Court, however, relied on the principle that an expert’s evidence is considered together with other relevant facts in reaching a final decision in a case. Court, therefore, could not consider the soil analysis evidence in isolation.
Nuwagaba denied knowledge of any of his co-accused and they all denied knowing him.
Evidence before court was also to the effect the two gumboots exhibited in court were not of the same make and were, therefore, not a pair. Nuwagaba admitted that one of the gumboots was his but denied ownership of the other.
Police did not pick any soil samples from Nuwagaba’s home to compare with that from the crime scene to rule out the possibility that the soil samples were similar and this omission created a doubt in the prosecution evidence.

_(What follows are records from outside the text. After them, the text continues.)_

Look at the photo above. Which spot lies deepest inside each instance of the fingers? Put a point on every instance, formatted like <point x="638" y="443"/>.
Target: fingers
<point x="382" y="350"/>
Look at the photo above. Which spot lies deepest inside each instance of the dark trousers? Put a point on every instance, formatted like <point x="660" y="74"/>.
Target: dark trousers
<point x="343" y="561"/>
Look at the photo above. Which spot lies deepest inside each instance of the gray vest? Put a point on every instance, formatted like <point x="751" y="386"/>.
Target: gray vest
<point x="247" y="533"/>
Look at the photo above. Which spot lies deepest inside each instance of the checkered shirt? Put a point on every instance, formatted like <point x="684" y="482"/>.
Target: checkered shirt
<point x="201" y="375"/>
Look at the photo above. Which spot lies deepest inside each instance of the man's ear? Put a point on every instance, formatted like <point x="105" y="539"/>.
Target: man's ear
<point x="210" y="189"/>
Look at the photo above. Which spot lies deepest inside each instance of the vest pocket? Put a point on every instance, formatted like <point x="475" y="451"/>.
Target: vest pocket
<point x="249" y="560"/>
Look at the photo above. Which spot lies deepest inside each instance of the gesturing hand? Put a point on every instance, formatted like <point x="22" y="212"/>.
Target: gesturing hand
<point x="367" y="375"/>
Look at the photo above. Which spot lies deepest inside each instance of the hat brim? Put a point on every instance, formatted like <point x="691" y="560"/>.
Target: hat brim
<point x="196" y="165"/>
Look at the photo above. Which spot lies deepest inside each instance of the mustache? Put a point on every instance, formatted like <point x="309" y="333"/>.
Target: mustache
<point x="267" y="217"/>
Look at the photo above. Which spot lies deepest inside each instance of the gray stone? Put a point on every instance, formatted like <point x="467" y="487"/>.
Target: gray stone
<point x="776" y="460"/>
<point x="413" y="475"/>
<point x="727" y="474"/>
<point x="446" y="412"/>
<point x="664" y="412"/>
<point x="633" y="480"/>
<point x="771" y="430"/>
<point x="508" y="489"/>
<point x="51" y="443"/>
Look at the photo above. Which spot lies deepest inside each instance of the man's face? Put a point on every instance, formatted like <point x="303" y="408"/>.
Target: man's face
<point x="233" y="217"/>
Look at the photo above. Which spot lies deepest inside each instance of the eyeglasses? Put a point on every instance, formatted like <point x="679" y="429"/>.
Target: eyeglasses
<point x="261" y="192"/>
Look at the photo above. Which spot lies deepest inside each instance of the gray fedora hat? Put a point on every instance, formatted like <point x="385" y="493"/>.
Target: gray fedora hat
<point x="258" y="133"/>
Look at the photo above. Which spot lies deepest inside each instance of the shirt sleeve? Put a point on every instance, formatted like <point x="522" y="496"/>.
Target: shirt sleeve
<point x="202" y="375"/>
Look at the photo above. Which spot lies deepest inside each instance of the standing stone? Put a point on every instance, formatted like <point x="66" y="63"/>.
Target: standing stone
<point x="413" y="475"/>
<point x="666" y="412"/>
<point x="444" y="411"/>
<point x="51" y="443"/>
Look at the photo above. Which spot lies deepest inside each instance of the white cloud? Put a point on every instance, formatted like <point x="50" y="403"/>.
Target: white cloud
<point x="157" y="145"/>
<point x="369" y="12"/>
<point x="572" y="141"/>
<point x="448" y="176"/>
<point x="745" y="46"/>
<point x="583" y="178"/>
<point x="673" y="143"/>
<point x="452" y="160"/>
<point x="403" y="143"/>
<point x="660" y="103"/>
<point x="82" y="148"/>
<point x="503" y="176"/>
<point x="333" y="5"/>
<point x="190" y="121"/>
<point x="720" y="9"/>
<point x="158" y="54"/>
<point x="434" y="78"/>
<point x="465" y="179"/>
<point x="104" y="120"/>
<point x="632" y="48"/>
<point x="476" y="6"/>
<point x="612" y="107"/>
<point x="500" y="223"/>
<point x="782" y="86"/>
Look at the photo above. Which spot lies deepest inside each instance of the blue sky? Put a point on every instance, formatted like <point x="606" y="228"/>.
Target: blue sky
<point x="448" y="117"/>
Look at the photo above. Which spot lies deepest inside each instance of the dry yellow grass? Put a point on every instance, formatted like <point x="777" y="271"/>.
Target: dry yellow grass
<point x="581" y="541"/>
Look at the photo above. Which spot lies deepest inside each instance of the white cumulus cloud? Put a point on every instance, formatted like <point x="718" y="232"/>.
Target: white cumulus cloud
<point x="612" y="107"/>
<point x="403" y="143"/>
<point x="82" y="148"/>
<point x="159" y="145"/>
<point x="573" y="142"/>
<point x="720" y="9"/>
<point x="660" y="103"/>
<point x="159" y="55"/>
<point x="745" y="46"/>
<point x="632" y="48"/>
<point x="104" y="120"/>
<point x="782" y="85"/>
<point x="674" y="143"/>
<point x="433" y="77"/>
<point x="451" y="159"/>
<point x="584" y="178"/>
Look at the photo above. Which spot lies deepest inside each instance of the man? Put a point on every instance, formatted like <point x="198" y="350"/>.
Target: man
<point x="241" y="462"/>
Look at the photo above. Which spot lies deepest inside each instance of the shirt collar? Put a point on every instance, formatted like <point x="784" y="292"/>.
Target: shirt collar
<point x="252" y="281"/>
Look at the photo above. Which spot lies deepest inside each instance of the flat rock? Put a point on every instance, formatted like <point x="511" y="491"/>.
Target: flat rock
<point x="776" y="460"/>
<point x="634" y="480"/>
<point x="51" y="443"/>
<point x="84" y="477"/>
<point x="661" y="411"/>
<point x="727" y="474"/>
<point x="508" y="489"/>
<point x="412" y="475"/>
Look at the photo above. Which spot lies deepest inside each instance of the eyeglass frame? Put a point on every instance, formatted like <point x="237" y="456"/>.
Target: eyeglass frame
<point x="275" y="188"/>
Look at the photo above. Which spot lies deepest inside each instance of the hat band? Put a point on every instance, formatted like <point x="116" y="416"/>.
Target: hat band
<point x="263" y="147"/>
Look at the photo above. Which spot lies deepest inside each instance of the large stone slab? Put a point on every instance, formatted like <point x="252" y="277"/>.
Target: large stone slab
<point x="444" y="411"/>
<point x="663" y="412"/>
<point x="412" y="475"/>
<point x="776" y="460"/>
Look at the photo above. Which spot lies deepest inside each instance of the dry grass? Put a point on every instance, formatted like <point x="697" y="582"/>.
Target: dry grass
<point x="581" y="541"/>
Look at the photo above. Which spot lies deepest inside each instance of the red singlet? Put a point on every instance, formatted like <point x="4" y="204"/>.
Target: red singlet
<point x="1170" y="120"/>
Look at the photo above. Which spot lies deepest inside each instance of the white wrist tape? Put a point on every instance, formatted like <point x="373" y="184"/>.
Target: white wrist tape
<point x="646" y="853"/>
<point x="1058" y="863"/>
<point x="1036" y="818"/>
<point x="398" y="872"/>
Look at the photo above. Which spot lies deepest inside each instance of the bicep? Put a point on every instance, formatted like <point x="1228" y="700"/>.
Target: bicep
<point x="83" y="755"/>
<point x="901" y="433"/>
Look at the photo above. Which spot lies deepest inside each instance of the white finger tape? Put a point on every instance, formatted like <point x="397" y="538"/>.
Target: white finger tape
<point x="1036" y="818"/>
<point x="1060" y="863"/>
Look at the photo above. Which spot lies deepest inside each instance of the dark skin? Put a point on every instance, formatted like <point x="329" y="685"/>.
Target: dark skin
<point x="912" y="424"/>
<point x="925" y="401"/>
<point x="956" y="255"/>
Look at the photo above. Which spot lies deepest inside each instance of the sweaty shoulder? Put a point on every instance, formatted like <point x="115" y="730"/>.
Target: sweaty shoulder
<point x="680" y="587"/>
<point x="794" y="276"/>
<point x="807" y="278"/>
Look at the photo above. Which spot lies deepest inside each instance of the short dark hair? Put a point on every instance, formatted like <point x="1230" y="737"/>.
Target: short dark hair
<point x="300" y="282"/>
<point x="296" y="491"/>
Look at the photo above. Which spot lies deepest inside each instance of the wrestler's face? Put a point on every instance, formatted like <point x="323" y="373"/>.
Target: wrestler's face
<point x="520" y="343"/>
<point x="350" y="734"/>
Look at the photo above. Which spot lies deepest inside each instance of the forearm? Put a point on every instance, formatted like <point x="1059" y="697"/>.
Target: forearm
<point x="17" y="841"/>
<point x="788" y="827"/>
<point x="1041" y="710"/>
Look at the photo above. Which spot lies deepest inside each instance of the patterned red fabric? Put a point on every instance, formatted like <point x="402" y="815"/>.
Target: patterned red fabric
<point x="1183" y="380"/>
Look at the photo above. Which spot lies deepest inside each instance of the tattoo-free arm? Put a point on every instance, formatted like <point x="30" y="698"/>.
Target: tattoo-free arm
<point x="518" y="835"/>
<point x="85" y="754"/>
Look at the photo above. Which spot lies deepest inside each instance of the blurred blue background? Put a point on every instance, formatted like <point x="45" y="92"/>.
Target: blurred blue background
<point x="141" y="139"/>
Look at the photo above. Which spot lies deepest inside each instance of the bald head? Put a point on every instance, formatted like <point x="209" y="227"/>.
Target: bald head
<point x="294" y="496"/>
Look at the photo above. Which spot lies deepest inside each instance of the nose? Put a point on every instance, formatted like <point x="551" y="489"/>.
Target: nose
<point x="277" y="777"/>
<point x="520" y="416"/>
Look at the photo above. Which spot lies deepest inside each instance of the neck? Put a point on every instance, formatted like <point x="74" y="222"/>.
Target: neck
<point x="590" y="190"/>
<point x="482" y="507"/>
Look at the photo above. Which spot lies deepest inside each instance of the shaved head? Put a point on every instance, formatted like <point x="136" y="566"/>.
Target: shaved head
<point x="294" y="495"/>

This doubt was resolved in Nuwagaba’s favour. To court the prosecution failed to prove to the required standard the participation of Nuwagaba in the commission of the offences he was charged with.
He was accordingly acquitted. Jovia, the estranged wife of Daniel Karuhanga and her son, Grace Nuwamanya were also acquitted by court of the same charges. Nuwamanya, a lawyer by profession, put up a defence of an alibi in his testimony. In law the defence of alibi should be raised at the earliest possible opportunity and this was done. The alibi was investigated and found to be true.
Nuwamanya denied going to his mother’s home on the night in question. He testified that on August 16, 2013 he attended the burial of his uncle and drove straight to Kampala in his vehicle with three other people.
The investigators and the prosecution had attempted to fabricate evidence to the effect that Nuwamanya came back to his mother’s house the night of the murders in a Prado Land Cruiser.
Nuwamanya denied ever owning such a vehicle. And to court no evidence was adduced by the prosecution to prove that on the night of August 16, 2013, after his arrival at his home in Kampala, Nuwamanya ever left his home to travel back to Kiruhura in a Prado Land Cruiser.
To court the witness who attempted to implicate Nuwamanya appeared unsteady, unreliable and untruthful. To court prosecution, therefore, failed to disapprove Nuwamanya alibi and failed to place him at the scene of crime. He was therefore acquitted of the charges.
The prosecution submitted to court that Jovia and some of her children facilitated the assailants to murder Karuhanga and the proof of this was the several meetings to plan the murder. Prosecution presented evidence of the existence of a long standing dispute between the late Karuhanga and his first wife, Jovia.
The dispute developed into division of the family into two and ultimately resulted into the divorce of Daniel and Jovia Karuhanga and the distribution of the family property between the two. Prosecution showed and submitted that Daniel Karuhanga continued to live in fear of his life following threats from his family members.
Court, however, ruled that past threats on the deceased by his or her assailant can be evidence leading to conviction. However there must have sufficient proximity between the threats and the occurrence of the death in order to form a transaction.
To court there was no evidence adduced by the prosecution to show that Jovia and her children were in the pursuit of threatening Karuhanga. Both the prosecution and defence evidence instead showed efforts of resolution of the disputes. To court prosecution failed to adduce evidence to corroborate these fears and suspicions and found it unsafe to rely on uncorroborated fears and suspicions to convict any of the accused persons.